In 2007, Equity struck a deal with LatinAmerican Broadcasting to carry LAT TV on its group of stations beginning May 30, 2007; WEVU was to be one of the stations. However, WEVU continued to rebroadcast WUVF.

WBSP signed off March 11, 2008, after suffering technical problems.

On April 4, 2008, Equity announced the sale of all five of its Southwest Florida stations (including WEVU and WBSP) to Luken Communications, LLC for $8 million. Equity cited corporate financial losses as a reason for the sale. However, Equity Media Holdings entered Chapter 11 bankruptcy that December, and offers by Luken Communications to acquire Equity-owned stations in six markets were withdrawn.

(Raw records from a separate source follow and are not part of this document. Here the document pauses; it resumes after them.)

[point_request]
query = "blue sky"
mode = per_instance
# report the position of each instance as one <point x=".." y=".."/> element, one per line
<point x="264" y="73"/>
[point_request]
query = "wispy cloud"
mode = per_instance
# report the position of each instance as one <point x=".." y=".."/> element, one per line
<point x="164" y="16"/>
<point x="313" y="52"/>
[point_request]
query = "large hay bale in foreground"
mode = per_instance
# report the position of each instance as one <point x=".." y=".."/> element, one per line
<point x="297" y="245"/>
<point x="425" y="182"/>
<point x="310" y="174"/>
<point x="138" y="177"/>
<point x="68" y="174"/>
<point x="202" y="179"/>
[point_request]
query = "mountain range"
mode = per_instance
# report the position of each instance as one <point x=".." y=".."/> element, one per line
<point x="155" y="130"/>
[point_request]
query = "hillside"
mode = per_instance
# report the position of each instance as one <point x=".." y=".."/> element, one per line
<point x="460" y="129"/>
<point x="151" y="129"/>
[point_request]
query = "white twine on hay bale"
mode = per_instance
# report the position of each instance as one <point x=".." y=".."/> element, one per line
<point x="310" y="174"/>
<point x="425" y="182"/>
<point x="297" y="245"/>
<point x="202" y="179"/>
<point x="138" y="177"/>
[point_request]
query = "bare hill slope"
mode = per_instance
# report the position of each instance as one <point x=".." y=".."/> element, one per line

WEVU was sold at auction to Silver Point Capital on April 16, 2009. The sale closed on August 17, 2009. WBSP was not named in the sale. WEVU then surrendered its previous class A classification, which it had held since 2002.

Three days before the completion of the sale to Silver Point, WEVU was taken silent. As a result, Dish Network began to obtain WUVF's programming via another satellite station, WLZE-LP (channel 51), on October 7, 2009. On March 10, 2011, WEVU-LP's license was cancelled by the FCC. WBSP's license had been cancelled on June 15, 2010.